Unsupervised Feature Selection Using the Atomic Orbital Search Algorithm for Information Retrieval
Sattam Abdallah AlyusufFaculty of Information Science & Technology, University Kebangsaan Malaysia, Bangi, Selangor, Malaysia. alyusefsattam@gmail.com0009-0009-0477-2140
Mohd Zakree Ahmad NazriFaculty of Information Science & Technology, University Kebangsaan Malaysia, Bangi, Selangor, Malaysia. zakree@ukm.edu.my0000-0003-2267-4965
Keywords: Unsupervised Feature Selection, Atomic Orbital Search, Mechanistic Optimization, Text Mining, Information Retrieval, Dimensionality Reduction.
Abstract
Classical information retrieval methods face increasing difficulty in handling large-scale, high-dimensional datasets due to the rapid growth of digital content. As feature dimensionality increases, traditional retrieval techniques suffer from high computational complexity, increased noise sensitivity, and reduced retrieval efficiency. This study introduces a new method based on the principles of quantum mechanics for unsupervised feature selection (UFS) known as Adaptive Optical Search for Unsupervised Feature Selection (AOSUFS). This is aimed at exploring high-dimensional data for information retrieval in the absence of labeled data.
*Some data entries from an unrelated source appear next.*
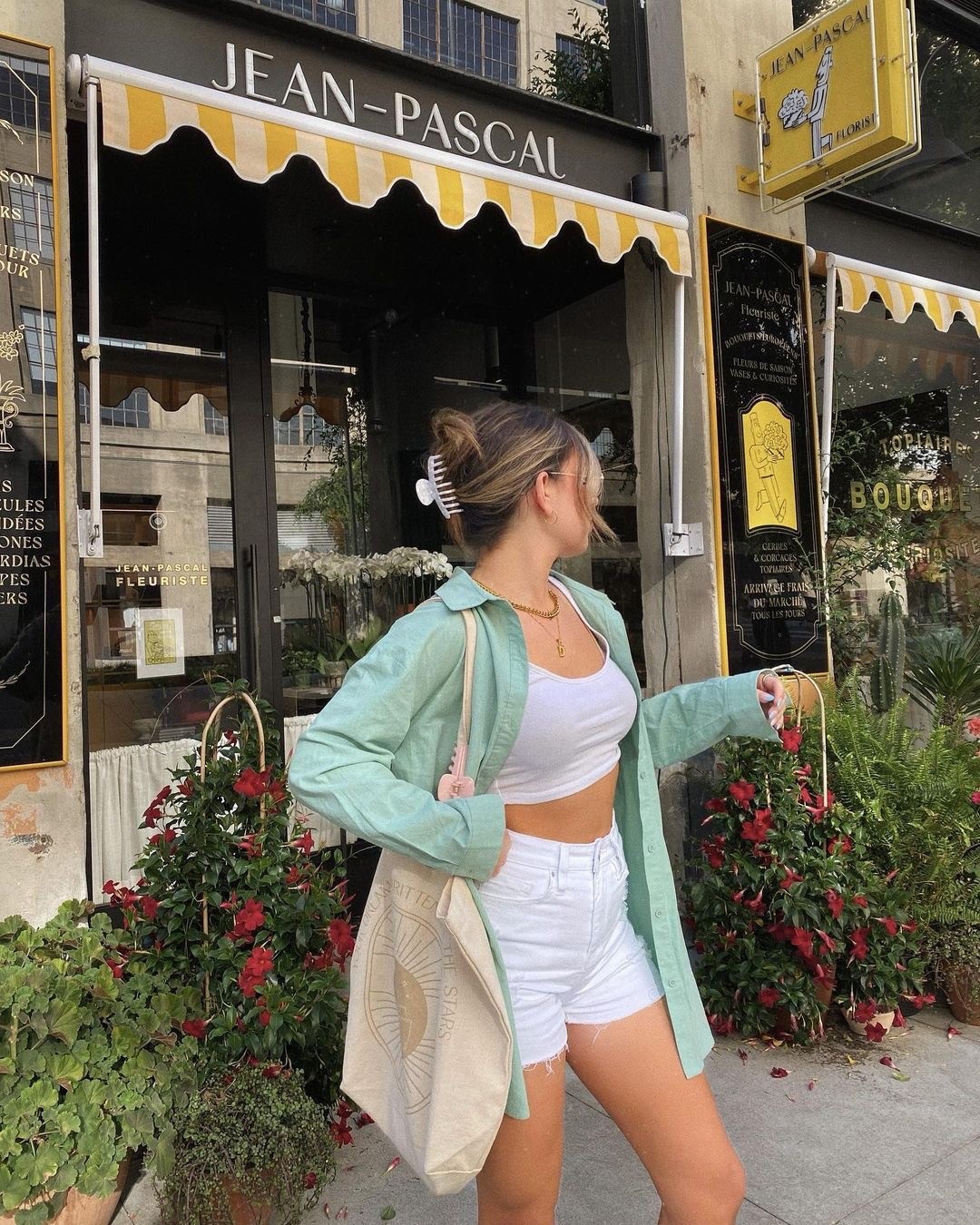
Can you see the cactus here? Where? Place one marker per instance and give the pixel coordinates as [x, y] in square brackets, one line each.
[888, 671]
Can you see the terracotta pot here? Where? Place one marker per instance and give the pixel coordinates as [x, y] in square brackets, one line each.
[87, 1210]
[886, 1019]
[961, 987]
[244, 1210]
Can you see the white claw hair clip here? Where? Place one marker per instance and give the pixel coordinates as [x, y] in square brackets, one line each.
[437, 489]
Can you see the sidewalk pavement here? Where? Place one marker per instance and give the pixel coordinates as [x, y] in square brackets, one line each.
[840, 1138]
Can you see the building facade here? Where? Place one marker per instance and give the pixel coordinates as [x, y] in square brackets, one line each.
[316, 223]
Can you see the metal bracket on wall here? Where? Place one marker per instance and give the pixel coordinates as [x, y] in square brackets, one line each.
[683, 539]
[744, 105]
[748, 181]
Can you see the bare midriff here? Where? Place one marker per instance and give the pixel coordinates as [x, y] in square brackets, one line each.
[576, 818]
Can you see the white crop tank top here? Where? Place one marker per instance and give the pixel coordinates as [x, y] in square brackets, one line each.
[570, 735]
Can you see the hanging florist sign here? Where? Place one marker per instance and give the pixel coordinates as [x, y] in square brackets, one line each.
[836, 100]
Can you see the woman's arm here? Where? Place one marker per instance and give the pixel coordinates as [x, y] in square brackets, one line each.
[690, 718]
[342, 763]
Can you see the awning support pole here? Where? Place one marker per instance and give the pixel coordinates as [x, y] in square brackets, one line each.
[827, 399]
[680, 539]
[90, 521]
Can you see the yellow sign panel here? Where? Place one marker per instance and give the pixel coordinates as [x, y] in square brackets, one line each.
[769, 468]
[837, 97]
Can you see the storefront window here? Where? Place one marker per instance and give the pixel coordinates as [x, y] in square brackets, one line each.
[335, 14]
[904, 476]
[463, 35]
[942, 181]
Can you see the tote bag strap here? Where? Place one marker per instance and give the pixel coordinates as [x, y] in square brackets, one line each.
[456, 783]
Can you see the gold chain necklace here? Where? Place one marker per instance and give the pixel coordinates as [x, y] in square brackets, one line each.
[525, 608]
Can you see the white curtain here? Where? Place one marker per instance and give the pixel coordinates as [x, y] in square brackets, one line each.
[122, 781]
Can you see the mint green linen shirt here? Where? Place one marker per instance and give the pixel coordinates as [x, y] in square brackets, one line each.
[373, 757]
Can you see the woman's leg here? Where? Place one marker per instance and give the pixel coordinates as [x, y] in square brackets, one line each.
[520, 1182]
[631, 1066]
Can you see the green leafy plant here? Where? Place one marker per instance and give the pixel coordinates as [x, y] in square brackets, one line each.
[888, 669]
[581, 77]
[788, 898]
[233, 900]
[955, 957]
[252, 1131]
[916, 802]
[944, 674]
[92, 1061]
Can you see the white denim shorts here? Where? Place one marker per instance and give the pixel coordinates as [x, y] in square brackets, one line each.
[571, 955]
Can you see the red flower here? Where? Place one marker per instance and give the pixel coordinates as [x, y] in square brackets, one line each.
[251, 783]
[756, 904]
[258, 965]
[865, 1011]
[921, 1001]
[305, 843]
[249, 919]
[757, 829]
[802, 941]
[741, 791]
[790, 878]
[340, 1133]
[713, 849]
[251, 848]
[342, 940]
[835, 903]
[828, 944]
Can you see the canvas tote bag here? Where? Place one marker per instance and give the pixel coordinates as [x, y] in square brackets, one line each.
[427, 1050]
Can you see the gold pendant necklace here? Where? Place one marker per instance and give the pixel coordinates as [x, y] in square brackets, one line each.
[552, 615]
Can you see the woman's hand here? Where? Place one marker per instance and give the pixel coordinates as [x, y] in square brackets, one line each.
[772, 697]
[505, 850]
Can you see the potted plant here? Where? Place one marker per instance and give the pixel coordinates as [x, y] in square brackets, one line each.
[250, 1143]
[882, 963]
[955, 952]
[93, 1063]
[231, 900]
[776, 879]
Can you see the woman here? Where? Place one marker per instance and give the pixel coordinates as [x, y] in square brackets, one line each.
[560, 738]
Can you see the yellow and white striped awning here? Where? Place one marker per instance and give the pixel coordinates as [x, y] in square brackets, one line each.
[902, 291]
[142, 111]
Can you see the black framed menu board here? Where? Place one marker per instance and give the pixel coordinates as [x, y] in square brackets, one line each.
[32, 539]
[766, 494]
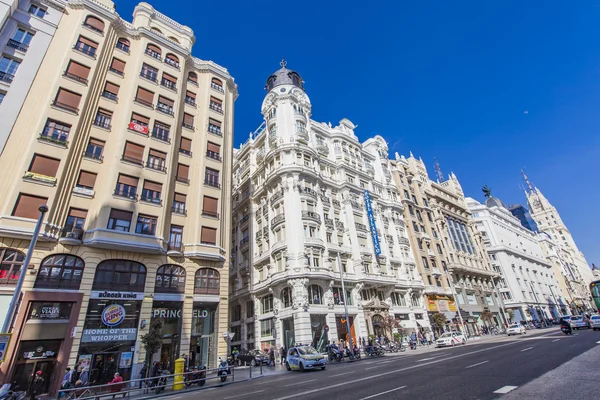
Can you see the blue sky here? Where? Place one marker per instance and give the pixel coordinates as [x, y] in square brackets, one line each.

The new approach is based on a multi-layer search space and a criterion using the mean absolute difference to obtain the optimal feature subsets. AOSUFS is evaluated using the Reuters dataset comprising 12,152 bag-of-words features and is compared with several optimisation algorithms, including Genetic Algorithm, Harmony Search, Particle Swarm Optimisation, Simulated Annealing, and Krill Herd. The results of the experiments show that AOSUFS cuts the dimensionality by 51.4%, leaving only 5,904 features in the feature space. The proposed method achieves the highest mean average precision of 0.251. This is 9 percent higher than the baseline that does not use feature selection. The Mean Average Recall drops to 0.1384. This shows a 73 percent drop. Krill Herd got second place with a MAP of 0.2499. The unfiltered Harmony Search variant got the lowest score. This work presents the first application of adaptive optical search to unsupervised information retrieval, demonstrating improved retrieval effectiveness, reduced computational requirements, and efficient dimensionality reduction for large, sparse datasets.